Motivation: We will continue to introduce functions and visualization

Context: Write functions with visualizations

Scope: python, functions, pandas, matplotlib, Parquet columnar storage file format

Reading and Resources



We added eleven new videos to help you with Project 8.

You need to use 3 cores for your Jupyter Lab session for Project 8 this week.

You can use pd.read_parquet to read in a parquet file (very similarly to how you use pd.read_csv to read in a csv file!)

You can use pd.set_option('display.max_columns', None) if you want to see all of the columns in a very wide data frame.


Question 1 (2 points)

Read the file into a DataFrame called myDF.

  1. Convert the observation_time column to into a datetime type.

  2. Create 3 new columns for the year, month and day, based on the column observation_time.

  3. For a given station_id, calculate the average month-and-year-pair temperatures (from the column temperature) for that station_id. Try this for a few different station_id values.

  4. Now write a function called get_avg_temp that takes one station_id as input and returns the average month-and-year-pair temperatures (associated with that specific station_id). Make sure that the results of your function match with your work from question 1c.

Question 2 (2 points)

For this function, be sure to import matplotlib.pyplot.

We will use the function from question 1d to make some line plots.

  1. For a given station_id, create a line plot, with one line for each year. Try this for a few different station_id values.

  2. Now that you are sure your analysis from 2a works well, wrap your work from question 2a into a function that takes a station_id as input, and creates a line plot, with one line for each year (for the average month-and-year-pair temperatures from that station_id).

Question 3 (2 points)

  1. Revisit the function from question 1d, to find the maximum temperature (instead of the average temperature) in each month-and-year-pair, for a given station. As before, you should test this for several examples before you build the function, and then make sure your function matches your examples.

  2. Revisit the function from question 2b, to make a function that takes one station_id as input and it creates a bar plot (instead of a line plot), depicting the maximum temperature in each month-and-year-pair (instead of the average temperature).

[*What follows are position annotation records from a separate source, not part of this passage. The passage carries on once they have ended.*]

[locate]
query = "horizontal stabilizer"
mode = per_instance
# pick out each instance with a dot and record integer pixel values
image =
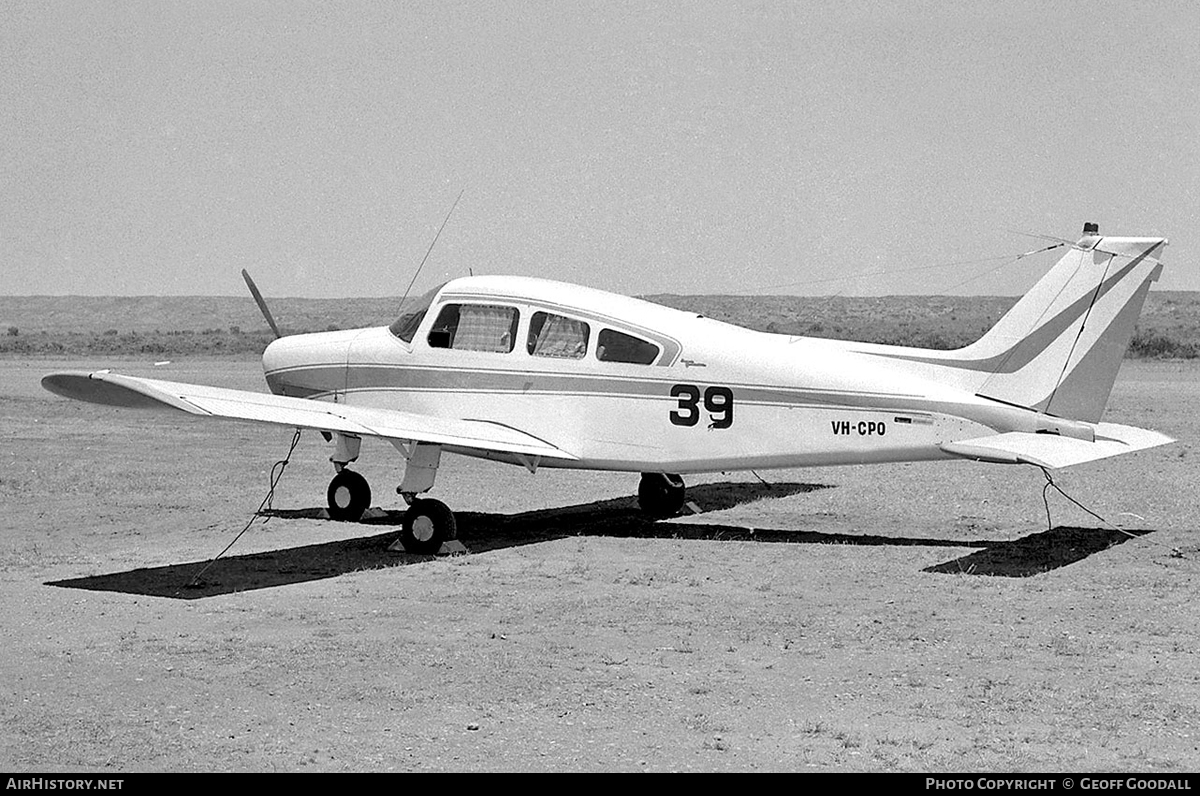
(1053, 450)
(113, 389)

Your work from question 3b can utilize the function you build in question 3a.

Question 4 (2 points)

  1. For a given station_id, create a box plot that shows the month-by-month wind speeds in 2020 for that specified station_id. Try this for a few different station_id values.

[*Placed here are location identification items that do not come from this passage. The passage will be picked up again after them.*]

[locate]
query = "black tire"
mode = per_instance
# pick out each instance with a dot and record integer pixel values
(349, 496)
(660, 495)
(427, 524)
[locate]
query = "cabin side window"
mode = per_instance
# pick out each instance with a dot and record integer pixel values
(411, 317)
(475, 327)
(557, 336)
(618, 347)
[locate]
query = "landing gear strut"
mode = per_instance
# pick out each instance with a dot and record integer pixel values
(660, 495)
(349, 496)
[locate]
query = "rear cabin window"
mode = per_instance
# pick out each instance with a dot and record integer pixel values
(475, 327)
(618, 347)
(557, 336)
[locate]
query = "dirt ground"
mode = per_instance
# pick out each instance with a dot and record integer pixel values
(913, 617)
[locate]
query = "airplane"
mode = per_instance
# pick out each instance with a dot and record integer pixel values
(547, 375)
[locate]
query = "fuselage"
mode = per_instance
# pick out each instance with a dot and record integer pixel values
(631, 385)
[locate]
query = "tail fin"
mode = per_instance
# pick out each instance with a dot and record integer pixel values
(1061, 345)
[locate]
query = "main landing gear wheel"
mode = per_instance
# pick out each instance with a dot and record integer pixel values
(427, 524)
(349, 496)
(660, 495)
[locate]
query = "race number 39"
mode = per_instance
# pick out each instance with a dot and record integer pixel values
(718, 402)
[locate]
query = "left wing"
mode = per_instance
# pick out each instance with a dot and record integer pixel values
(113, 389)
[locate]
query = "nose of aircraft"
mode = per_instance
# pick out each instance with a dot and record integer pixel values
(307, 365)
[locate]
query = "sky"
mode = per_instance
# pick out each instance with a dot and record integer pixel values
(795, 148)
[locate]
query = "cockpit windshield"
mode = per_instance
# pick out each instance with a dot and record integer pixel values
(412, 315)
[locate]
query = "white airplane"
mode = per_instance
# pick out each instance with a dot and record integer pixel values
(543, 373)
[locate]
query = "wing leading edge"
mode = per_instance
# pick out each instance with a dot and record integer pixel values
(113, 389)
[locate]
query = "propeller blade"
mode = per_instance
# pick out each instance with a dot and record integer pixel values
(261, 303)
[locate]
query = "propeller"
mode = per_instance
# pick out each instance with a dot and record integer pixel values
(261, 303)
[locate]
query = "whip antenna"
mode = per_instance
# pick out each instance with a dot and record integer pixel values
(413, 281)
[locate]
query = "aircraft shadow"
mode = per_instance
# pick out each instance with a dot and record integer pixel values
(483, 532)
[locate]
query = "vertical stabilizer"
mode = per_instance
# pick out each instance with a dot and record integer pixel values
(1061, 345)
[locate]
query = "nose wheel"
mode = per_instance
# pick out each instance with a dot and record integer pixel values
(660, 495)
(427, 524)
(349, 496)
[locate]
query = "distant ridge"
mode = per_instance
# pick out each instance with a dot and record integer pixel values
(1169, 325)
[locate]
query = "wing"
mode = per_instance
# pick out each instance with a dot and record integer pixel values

  2. Write a function that takes a year (not necessarily 2020) and a station_id as inputs, and the function creates a box plot about the month-by-month wind speeds in that specific year (not necessarily 2020), at the specified station_id.

Question 5 (2 points)

  1. Explore the dateset and find something interesting, like (for instance) something about the wind speed, pressure, soil temperature, etc., and do some analysis.

  2. Make a visualization that shows one or more plots about your analysis.

  3. Wrap the work 5a and 5b into a function that can be used to create the visualizations in a systematic way, and test the function with the same inputs used in 5a and 5b.

Project 08 Assignment Checklist

  • Jupyter Lab notebook with your code, comments and output for the assignment

    • firstname-lastname-project08.ipynb.

  • Python file with code and comments for the assignment


  • Submit files through Gradescope

Please make sure to double check that your submission is complete, and contains all of your code and output before submitting. If you are on a spotty internet connection, it is recommended to download your submission after submitting it to make sure what you think you submitted, was what you actually submitted.

In addition, please review our submission guidelines before submitting your project.